1 Aralık 2009 Salı

1. H İLALLERİN BATIŞI

1.TANRI TÜRK MİLLETİNİ YARATTI

ve korudu.
Türk milletinin adı ve ünü yok olmasın diye Tanrı onlara iyi Kaganlar gönderdi.

Gök-Türk Hükümdarı İstemi Kağan,
“ EyTürk Oğuz Beyleri!...Üstte mavi gök çökmedikçe, altta yağız yer delinmedikçe senin ilini töreni kim bozar? Bil ki Türk Milleti, Türk Yurdu,Türk Devleti, Türk Töresi bozulmaz. Ey ölümsüz Türk Milleti! kendine dön! Su gibi akıttığın kanına, dağlar gibi yığdığın kemiklerine layık ol! ” diye yazdırdı kitabeye.
16 imparatorluk, yüzlerce devlet kurdu…Bir Türkler vardı cihanda bir de diğerleri…
Türklerde halk ile toprak devleti meydana getiren iki unsurdu. Topraksız devlet, devletsiz millet düşünülemezdi.
Güneş devletsiz Türk Milletinin üstüne hiç doğmadı.
Türkler atlı kavimdi.
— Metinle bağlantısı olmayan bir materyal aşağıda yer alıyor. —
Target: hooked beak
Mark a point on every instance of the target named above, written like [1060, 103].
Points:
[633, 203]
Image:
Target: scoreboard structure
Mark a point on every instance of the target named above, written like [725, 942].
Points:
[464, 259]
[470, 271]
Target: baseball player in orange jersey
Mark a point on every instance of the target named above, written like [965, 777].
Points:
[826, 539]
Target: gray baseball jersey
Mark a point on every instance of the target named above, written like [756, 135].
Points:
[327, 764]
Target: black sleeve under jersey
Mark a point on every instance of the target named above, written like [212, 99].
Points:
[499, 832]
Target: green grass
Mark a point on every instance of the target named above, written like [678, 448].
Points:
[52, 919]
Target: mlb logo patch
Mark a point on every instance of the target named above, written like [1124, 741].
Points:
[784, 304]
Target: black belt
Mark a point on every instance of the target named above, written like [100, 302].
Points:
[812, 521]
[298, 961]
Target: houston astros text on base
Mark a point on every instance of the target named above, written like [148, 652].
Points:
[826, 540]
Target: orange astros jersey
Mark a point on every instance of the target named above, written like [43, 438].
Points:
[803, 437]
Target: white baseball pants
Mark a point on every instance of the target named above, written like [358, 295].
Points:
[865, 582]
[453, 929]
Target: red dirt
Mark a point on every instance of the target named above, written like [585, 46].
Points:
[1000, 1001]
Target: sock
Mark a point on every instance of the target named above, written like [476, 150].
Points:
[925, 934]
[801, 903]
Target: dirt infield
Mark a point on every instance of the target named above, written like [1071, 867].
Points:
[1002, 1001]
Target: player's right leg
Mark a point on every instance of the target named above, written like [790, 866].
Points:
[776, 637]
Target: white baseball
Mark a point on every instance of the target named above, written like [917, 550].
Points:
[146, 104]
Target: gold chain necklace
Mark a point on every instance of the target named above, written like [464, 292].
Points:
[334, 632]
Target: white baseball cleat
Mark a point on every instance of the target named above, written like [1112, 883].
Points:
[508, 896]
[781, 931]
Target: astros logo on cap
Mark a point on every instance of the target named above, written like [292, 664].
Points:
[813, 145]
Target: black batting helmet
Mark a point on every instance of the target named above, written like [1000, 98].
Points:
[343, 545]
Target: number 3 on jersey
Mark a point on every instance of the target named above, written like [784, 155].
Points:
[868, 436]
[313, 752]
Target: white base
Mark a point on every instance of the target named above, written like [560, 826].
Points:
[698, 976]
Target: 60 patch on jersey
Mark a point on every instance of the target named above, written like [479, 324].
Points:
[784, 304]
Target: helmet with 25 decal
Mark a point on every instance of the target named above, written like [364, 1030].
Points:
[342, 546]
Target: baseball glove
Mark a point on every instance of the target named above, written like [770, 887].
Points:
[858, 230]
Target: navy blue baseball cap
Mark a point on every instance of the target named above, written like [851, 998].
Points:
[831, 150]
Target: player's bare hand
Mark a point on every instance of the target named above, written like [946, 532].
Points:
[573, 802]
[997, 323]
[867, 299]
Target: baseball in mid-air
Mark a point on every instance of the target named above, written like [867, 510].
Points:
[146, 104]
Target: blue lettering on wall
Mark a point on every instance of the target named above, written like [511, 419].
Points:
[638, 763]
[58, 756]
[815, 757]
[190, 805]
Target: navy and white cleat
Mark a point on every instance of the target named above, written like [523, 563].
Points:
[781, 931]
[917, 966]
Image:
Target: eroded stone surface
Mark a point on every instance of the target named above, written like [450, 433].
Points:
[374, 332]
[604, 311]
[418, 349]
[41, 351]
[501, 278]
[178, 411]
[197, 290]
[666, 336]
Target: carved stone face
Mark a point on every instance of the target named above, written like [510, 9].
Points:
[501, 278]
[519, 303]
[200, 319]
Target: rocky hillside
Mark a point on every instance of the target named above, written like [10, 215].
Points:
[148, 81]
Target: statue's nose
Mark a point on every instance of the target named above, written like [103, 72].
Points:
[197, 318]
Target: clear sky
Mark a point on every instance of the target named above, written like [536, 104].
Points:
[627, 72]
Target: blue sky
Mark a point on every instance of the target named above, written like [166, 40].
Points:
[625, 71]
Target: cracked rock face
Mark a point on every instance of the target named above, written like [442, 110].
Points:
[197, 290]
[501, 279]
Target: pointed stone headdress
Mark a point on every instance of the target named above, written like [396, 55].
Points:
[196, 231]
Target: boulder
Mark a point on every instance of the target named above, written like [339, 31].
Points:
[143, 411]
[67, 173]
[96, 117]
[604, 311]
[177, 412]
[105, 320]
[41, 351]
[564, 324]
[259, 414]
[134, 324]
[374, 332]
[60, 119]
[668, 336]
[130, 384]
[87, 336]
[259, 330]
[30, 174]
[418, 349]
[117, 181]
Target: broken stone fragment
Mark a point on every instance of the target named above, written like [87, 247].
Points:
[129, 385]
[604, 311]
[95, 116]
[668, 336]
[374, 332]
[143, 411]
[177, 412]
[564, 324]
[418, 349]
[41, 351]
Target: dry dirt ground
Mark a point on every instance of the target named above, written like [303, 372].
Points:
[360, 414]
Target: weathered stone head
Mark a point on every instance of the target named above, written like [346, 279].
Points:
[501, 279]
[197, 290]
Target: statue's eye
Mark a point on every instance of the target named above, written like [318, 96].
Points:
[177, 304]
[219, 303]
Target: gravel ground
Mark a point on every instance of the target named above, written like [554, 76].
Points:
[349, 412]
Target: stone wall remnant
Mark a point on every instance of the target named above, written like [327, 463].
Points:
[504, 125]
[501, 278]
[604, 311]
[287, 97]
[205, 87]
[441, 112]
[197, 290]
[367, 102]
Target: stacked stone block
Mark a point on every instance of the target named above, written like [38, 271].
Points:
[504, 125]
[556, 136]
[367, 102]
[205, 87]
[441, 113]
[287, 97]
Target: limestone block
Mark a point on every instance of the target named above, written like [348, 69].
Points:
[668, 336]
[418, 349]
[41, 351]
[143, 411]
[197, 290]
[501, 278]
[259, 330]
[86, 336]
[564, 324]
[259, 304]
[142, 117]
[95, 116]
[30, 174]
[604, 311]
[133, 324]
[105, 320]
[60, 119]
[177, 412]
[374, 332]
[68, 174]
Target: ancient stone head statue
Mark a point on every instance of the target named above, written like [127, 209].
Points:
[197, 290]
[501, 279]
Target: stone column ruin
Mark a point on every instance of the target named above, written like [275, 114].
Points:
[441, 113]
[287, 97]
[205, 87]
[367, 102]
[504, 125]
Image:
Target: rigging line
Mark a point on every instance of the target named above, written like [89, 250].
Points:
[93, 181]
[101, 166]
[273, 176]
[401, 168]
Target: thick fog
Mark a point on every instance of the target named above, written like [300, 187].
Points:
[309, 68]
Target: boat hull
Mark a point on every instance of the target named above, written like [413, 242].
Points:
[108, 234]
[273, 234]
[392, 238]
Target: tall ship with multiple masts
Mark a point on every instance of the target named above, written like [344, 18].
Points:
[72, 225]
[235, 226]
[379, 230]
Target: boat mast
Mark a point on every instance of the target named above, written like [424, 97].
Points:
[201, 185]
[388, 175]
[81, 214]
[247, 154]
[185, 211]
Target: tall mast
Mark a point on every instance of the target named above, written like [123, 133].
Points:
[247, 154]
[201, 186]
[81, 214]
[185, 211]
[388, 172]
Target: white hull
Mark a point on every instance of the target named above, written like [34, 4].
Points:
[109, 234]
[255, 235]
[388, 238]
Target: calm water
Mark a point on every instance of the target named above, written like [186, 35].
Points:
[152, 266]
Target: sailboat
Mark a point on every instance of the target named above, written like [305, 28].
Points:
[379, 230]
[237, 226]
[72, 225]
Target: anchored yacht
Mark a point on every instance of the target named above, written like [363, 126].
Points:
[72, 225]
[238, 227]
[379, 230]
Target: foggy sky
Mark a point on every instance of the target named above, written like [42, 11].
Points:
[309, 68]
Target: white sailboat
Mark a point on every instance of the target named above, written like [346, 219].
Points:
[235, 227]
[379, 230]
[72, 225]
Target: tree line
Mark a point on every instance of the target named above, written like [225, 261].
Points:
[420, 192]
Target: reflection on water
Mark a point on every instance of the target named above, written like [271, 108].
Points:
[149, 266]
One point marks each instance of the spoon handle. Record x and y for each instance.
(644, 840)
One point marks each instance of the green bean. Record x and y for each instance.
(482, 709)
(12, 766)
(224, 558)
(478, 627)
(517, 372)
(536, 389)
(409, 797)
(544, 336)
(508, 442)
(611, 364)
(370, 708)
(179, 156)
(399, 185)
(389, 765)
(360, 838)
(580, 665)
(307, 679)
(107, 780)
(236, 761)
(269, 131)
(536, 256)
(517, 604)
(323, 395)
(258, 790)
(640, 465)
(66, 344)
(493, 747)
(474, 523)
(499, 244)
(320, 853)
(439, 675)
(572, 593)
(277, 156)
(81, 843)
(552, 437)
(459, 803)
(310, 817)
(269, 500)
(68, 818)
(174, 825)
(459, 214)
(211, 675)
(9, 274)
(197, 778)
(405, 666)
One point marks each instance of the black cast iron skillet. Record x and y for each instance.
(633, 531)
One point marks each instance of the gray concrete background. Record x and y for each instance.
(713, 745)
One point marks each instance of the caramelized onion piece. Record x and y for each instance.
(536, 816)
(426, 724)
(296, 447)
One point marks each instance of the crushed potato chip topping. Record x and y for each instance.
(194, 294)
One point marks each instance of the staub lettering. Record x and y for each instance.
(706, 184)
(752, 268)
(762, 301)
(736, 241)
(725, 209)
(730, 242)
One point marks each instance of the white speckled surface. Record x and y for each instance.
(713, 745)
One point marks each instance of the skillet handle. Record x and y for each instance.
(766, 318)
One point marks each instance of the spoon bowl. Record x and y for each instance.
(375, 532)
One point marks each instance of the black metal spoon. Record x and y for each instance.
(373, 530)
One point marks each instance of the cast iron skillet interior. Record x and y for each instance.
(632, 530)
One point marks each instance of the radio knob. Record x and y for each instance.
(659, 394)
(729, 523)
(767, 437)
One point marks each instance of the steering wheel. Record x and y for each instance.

Atlı kavim, at yetiştiren ve hayatı at üstünde geçen, hatta yere atın ayaklarıyla basan kavim demekti. At hız demek, savaş demek, savaşta galibiyet demekti. . At sahibinin rütbesine, makam ve mevkiine uygun giysilerle giydirilip, kuşandırılan, süslenip bezenen insanlaşmış bir dosttu. Kaderi insan kaderine bağlı olan bu duygusal hayvanları Türkler adam yerine koymuşlardı. Onun için de ordular yalnızca insan demek değil, biraz da atlar demekti. Türkler devrin en hareketli ve en etkili askerine sahipti. Çünkü ordularının çoğu atlıydı.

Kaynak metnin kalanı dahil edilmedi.